F1: Milhões em compensações para promotores
Com mais adiamentos ou cancelamentos à vista, a F1 começa a fazer contas à vida, olhando para o dinheiro que terá de devolver aos promotores das provas.
Sabes-se que receber o grande circo é caro… muito caro. É preciso pagar largos milhões para poder ter o privilégio de receber a F1, valor que é, em média, de 26 milhões por prova. Estes valores depende de circuito para circuito. Mas olhando par ao cenário atual, já 8 provas foram afetadas por esta paragem e o Canadá deverá anunciar em breve o adiamento ou cancelamento.
A F1 continua a insistir que quer fazer 15 a 18 provas desde o verão até ao fim do ano o que, olhando para o calendário atual de 22 corridas, implica de quatro a sete provas fora do calendário deste ano. Isto num cenário “ideal” em que a F1 poderá regressar às pistas em julho e ter uma época sem problemas até ao fim do ano. Mas a realidade é mais amarga e o pesadelo logístico de fazer 15 a 18 provas em meio ano parece difícil de ultrapassar, sem esquecer que enquanto não houver uma vacina ou uma cura eficaz para a Covid-19, o mundo está em suspenso e poderá apenas regressar aos poucos à normalidade, isto colocando de parte o cenário nada desejado de um novo surto mundial no fim do ano, como alguns especialistas anunciam.
Assim, no caso irrealista de apenas se cancelarem quatro provas, a F1 pode esperar ter de compensar três promotores, uma vez que o Mónaco não paga para receber o Grande Circo. Mas como neste momento há oito provas afetadas, se todas elas tivessem de ser canceladas o valor a pagar pela F1 seria considerável. Os promotores das provas pagam à F1 três meses antes das provas, o que significa que as quatro primeiras provas do ano já terão sido pagas à F1. Alguns promotores já começam a perguntar como a F1 tenciona reembolsar o dinheiro pago, em caso de cancelamento das provas. E além dos “fees” habituais há um sem número de acordos comerciais que deixarão de ser cumpridos, além dos bilhetes com muitos fãs a comprarem com muita antecedência os ingressos para as provas desejadas (relembrar o caso da Holanda cujos bilhetes esgotaram em tempo recorde).

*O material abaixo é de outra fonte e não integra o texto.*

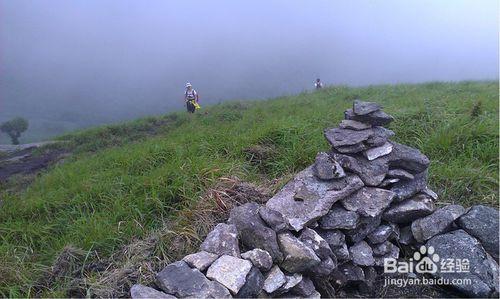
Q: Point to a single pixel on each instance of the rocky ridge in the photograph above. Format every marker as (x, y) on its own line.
(329, 230)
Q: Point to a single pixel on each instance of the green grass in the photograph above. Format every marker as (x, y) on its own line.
(125, 180)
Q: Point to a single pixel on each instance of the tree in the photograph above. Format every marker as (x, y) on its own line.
(14, 128)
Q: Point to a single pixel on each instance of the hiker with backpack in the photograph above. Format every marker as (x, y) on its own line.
(191, 98)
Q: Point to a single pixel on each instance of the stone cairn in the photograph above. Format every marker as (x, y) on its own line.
(334, 223)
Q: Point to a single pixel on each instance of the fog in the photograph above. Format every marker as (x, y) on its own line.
(69, 64)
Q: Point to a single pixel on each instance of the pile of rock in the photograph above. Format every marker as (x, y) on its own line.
(335, 223)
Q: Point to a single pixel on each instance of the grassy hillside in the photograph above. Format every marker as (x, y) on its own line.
(126, 180)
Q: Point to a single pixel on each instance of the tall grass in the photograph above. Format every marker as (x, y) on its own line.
(125, 180)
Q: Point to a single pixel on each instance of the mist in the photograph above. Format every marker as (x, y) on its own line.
(71, 64)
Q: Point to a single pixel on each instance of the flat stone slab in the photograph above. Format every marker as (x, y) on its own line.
(339, 218)
(436, 223)
(200, 260)
(223, 239)
(481, 222)
(368, 201)
(230, 271)
(482, 270)
(139, 291)
(300, 212)
(298, 256)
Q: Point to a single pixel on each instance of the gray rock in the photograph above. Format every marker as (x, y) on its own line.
(405, 189)
(200, 260)
(376, 118)
(377, 152)
(274, 280)
(372, 173)
(382, 249)
(259, 258)
(363, 108)
(300, 213)
(365, 226)
(381, 234)
(347, 274)
(406, 236)
(304, 288)
(327, 169)
(339, 218)
(368, 201)
(230, 271)
(409, 210)
(392, 254)
(353, 125)
(223, 239)
(483, 271)
(298, 256)
(319, 245)
(481, 222)
(400, 174)
(180, 280)
(436, 223)
(139, 291)
(362, 254)
(408, 158)
(273, 219)
(253, 285)
(252, 230)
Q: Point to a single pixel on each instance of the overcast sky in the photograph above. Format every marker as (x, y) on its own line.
(114, 59)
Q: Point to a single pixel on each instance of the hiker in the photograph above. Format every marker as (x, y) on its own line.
(191, 98)
(318, 84)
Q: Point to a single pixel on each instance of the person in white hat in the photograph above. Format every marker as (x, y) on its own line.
(191, 98)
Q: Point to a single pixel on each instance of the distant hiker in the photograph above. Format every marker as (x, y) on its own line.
(191, 98)
(318, 84)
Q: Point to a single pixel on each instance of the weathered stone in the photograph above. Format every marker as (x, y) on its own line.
(180, 280)
(365, 226)
(368, 201)
(405, 189)
(274, 280)
(379, 151)
(362, 254)
(372, 173)
(347, 274)
(327, 169)
(273, 219)
(392, 254)
(312, 239)
(406, 236)
(304, 288)
(436, 223)
(363, 108)
(339, 218)
(400, 174)
(200, 260)
(376, 118)
(380, 234)
(481, 222)
(230, 271)
(252, 230)
(253, 285)
(301, 213)
(298, 256)
(408, 158)
(139, 291)
(483, 271)
(353, 125)
(409, 210)
(259, 258)
(223, 239)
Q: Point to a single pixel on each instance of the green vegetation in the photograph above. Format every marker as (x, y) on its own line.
(14, 128)
(125, 180)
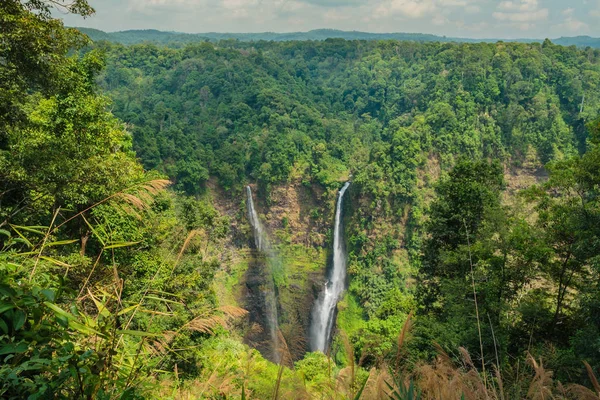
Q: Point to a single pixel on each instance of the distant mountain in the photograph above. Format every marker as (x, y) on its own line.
(175, 38)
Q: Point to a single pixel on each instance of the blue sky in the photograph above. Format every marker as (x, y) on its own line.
(465, 18)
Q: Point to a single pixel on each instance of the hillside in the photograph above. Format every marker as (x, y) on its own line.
(178, 38)
(296, 219)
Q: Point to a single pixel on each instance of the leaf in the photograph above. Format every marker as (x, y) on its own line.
(13, 348)
(59, 311)
(100, 306)
(163, 300)
(120, 244)
(60, 243)
(362, 388)
(5, 307)
(23, 238)
(19, 319)
(49, 294)
(126, 310)
(93, 230)
(83, 328)
(55, 261)
(137, 333)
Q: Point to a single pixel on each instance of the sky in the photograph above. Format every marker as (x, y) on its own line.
(507, 19)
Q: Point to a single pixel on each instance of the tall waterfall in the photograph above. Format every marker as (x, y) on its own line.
(323, 313)
(263, 245)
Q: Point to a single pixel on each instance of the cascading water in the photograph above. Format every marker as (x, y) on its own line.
(324, 310)
(263, 245)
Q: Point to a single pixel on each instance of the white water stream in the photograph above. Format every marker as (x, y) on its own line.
(263, 245)
(323, 313)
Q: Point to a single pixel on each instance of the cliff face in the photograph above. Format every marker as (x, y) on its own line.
(298, 220)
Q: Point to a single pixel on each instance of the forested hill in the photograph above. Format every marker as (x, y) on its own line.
(179, 38)
(323, 110)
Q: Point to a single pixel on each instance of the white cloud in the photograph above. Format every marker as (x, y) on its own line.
(574, 25)
(523, 6)
(408, 8)
(523, 13)
(538, 15)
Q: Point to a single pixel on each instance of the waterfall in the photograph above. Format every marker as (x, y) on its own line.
(263, 245)
(324, 310)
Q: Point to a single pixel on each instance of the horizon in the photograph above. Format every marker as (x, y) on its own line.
(469, 19)
(335, 30)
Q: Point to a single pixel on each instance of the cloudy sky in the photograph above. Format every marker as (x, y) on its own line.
(464, 18)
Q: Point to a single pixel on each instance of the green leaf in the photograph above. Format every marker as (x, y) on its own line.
(55, 261)
(163, 300)
(137, 333)
(100, 306)
(59, 311)
(96, 234)
(60, 243)
(49, 294)
(126, 310)
(5, 307)
(120, 244)
(13, 348)
(19, 319)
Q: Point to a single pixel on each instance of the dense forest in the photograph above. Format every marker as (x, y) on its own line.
(129, 175)
(179, 38)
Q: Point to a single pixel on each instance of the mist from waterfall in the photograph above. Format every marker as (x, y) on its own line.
(323, 313)
(263, 245)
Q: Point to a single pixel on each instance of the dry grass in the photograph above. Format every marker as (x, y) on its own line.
(209, 323)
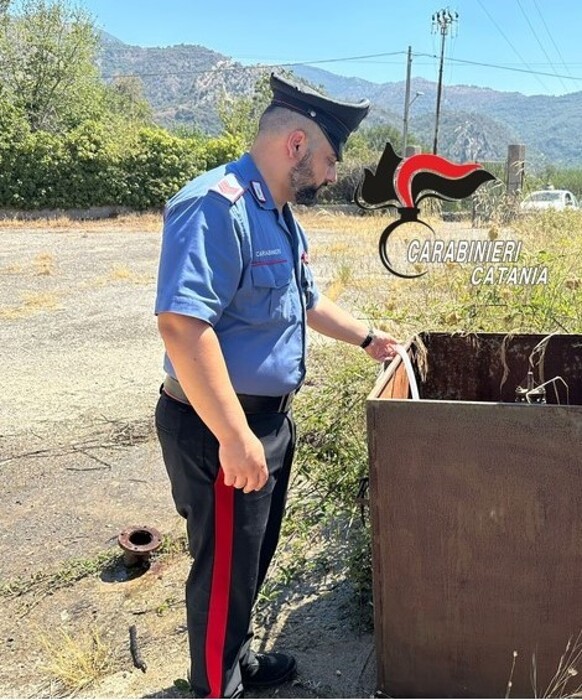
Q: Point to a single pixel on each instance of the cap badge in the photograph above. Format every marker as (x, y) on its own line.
(258, 190)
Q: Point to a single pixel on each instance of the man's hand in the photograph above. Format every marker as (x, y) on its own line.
(243, 463)
(382, 347)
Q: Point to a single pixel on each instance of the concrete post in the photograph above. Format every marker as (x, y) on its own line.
(515, 169)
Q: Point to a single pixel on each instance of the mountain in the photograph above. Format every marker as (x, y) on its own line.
(184, 84)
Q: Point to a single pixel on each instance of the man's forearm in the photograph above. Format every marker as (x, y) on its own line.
(330, 319)
(196, 356)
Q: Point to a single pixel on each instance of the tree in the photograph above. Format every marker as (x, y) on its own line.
(47, 61)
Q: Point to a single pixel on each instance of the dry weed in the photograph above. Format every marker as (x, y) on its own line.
(76, 662)
(32, 303)
(44, 264)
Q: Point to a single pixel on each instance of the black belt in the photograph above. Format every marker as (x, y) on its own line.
(250, 403)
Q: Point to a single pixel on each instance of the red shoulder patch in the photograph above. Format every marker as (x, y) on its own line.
(229, 187)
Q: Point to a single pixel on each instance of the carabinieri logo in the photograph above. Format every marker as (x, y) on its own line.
(403, 182)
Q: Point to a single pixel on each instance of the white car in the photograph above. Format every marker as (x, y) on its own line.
(549, 199)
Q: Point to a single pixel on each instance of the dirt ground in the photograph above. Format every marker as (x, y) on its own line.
(79, 462)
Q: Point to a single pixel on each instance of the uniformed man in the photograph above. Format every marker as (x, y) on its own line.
(235, 293)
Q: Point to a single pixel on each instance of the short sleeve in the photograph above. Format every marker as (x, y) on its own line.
(200, 261)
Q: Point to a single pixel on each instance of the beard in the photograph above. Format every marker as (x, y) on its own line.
(303, 182)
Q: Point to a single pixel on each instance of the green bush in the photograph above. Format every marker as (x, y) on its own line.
(157, 166)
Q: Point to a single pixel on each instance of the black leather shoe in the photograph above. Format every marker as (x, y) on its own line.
(266, 670)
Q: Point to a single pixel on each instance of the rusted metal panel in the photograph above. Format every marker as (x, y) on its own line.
(477, 524)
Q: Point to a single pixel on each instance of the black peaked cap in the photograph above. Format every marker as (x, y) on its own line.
(336, 119)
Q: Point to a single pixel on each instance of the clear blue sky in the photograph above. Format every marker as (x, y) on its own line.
(529, 35)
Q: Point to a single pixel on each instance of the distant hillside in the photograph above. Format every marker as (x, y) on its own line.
(184, 84)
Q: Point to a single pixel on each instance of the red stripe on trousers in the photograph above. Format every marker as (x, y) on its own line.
(220, 587)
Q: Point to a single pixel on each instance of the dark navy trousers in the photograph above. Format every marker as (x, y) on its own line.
(232, 538)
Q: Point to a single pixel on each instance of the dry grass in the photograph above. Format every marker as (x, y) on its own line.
(32, 303)
(44, 264)
(76, 662)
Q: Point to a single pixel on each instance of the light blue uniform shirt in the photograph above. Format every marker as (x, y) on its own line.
(229, 258)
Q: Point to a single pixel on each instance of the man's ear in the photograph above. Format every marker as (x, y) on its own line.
(296, 144)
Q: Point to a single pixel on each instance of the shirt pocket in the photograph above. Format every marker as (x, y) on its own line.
(273, 291)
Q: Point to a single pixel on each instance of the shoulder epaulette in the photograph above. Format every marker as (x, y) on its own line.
(229, 187)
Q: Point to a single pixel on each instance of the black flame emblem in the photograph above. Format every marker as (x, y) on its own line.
(403, 182)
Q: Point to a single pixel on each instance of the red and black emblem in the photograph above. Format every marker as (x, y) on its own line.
(403, 182)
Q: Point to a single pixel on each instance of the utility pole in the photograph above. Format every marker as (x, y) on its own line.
(441, 22)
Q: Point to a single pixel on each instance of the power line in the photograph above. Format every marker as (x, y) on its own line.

É por isso que a F1 tentar desesperadamente incluir o máximo de provas no seu calendário, para não ter de compensar demasiados promotores e para não perder a receita das TV que contratualmente podem não pagar o valor acordado inicialmente caso a temporada tenha menos de 15 corridas.
Na semana passada, a agência de classificação de crédito Moody’s disse que “a Fórmula 1 tinha uma margem de liquidez substancial de cerca de 900 milhões de dólares, incluindo saldo de caixa de 400 milhões e linha de crédito rotativo comprometida não utilizada de 500 milhões. A Moody’s espera que isso seja suficiente para absorver saídas de caixa de possíveis reembolsos a promotores, patrocinadores e emissoras, pagamentos de equipas, outras despesas gerais e custos com juros no caso de cancelamento da temporada 2020 “.
No entanto, alerta que “a avaliação da margem de liquidez num cenário de cancelamento completo é complexa e ainda existe um risco de que a liquidez não seja suficiente, embora a Moody’s considere esse risco baixo”.
Acresce a este problema as equipas de F1, cujo orçamento depende do que recebem como prémios, que são 68% dos lucros que a F1 consegue e que no ano passado foi de 906 milhões de euros, um bolo a dividir pelas dez equipas. E se algumas equipas, já com problemas de liquidez, não receberem o prémio, a sobrevivência poderá estar em causa.
Uma situação cada vez mais complexa e que piora a cada dia de paragem.